Der e:Ny1 ist laut Berichten auch in anderen europäischen Märkten nicht mehr verfügbar, in einigen aber schon. Eine offizielle Mitteilung des japanischen Herstellers zur Zukunft des Modell steht aus.
Der 4,3 Meter lange e:Ny1 verfügt über einen Antriebsstrang mit einer 68-kWh-Batterie, die mit einer Ladung eine Reichweite von bis zu 412 Kilometern nach WLTP-Norm bietet. 150 kW (204 PS) und 310 Nm maximales Drehmoment sorgen für eine Beschleunigung von 0-100 km/h in 7,6 Sekunden. Der Verbrauch beträgt offiziell kombiniert 18,2 kWh/100 km nach WLTP-Norm. Los ging es zuletzt bei 38.990 Euro.
Honda hat kürzlich seine Gewinnerwartung für das letzte Geschäftsjahr deutlich nach unten korrigiert. Statt eines operativen Gewinns von 550 Milliarden Yen (etwa 3 Mrd. Euro) rechnet der japanische Autohersteller nun mit einem Verlust zwischen 270 und 570 Milliarden Yen (1,4 bis 3,05 Mrd. Euro). Der Konzern begründete die Revision unter anderem mit hohen Abschreibungen im US-Elektroauto-Geschäft. Auch für die nähere Zukunft erwartet Honda erhebliche Belastungen.

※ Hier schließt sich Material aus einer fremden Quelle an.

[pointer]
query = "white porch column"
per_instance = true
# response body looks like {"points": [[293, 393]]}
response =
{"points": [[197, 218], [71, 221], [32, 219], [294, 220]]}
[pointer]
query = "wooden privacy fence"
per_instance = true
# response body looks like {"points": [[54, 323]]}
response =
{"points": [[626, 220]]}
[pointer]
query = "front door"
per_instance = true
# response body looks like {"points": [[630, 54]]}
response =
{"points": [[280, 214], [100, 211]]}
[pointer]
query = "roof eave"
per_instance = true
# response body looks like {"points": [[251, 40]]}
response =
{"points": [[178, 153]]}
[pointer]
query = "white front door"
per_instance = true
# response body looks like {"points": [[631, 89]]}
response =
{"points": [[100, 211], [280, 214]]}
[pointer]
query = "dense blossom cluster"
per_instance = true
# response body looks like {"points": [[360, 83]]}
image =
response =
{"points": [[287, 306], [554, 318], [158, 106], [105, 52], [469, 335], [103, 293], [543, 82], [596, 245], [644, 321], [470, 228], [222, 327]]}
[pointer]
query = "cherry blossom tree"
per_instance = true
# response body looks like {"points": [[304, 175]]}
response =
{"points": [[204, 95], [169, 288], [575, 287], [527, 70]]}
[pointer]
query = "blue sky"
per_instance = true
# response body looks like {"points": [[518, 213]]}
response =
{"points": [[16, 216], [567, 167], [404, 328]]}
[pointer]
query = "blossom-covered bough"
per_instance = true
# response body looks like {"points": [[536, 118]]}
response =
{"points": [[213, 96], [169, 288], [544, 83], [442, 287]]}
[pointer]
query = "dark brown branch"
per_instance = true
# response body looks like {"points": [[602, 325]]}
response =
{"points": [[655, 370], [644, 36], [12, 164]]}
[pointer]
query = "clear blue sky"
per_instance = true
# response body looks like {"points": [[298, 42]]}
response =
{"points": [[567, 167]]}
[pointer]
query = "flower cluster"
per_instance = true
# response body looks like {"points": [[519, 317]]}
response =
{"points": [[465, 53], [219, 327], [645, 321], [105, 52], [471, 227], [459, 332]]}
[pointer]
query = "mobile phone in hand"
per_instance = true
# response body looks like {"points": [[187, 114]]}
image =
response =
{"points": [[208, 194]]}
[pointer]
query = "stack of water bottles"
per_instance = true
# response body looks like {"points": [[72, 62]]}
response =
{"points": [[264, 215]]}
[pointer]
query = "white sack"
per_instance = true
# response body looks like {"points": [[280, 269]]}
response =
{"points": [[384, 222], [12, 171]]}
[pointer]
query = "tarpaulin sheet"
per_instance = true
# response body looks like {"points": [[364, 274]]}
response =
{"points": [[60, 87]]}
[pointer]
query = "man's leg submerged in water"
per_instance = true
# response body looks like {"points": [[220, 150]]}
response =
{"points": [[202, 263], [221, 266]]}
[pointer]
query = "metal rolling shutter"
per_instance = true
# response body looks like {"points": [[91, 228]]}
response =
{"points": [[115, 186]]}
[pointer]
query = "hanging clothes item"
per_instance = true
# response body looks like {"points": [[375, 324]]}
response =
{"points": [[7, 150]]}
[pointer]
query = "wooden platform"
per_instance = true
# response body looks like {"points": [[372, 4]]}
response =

Der Markt für Elektroautos habe sich nicht wie erwartet entwickelt, teilte der Konzern jüngst mit. Neben einer schwachen Nachfrage und politischen Veränderungen in den USA habe auch die starke Konkurrenz aus China dazu beigetragen. Als Konsequenz stoppte der Hersteller die Entwicklung von drei geplanten Elektroautos: Honda 0 SUV, Honda 0 Saloon sowie Acura RSX. Die beiden Honda-Modelle waren 2025 in Form von Studien angekündigt worden.
In den USA will der Konzern nun verstärkt auf Hybridfahrzeuge setzen. Welche Auswirkungen die schlechten finanziellen Erwartungen auf das Europageschäft haben, ließ Honda offen. Die aktuellen Entwicklungen beim e:Ny1 deuten aber darauf hin, dass die Marke auch hierzulande ihre E-Auto-Strategie überdenkt. In Deutschland bietet das Unternehmen auf jeden Fall bis auf Weiteres maximal teilelektrische Fahrzeuge an.

Wasco meint
Immerhin wurden weltweit, vor allem in China rund 90k Stück davon verkauft. Technisch wohl nicht zeitgemäß.
Stromspender meint
Als der Honda im Sommer 2023 auf den Markt kam, hatte er schlechtere Fahr-, Verbrauchs- und Leistungsdaten als ein 2019er Kia eNiro aufzuweisen und war von Tag eins an eine Totgeburt.
F. K. Fast meint
412km mit 68kWh: das schaffen der ID.3 Neo mit 50kWh und der Puma Gen-E mit 47kWh.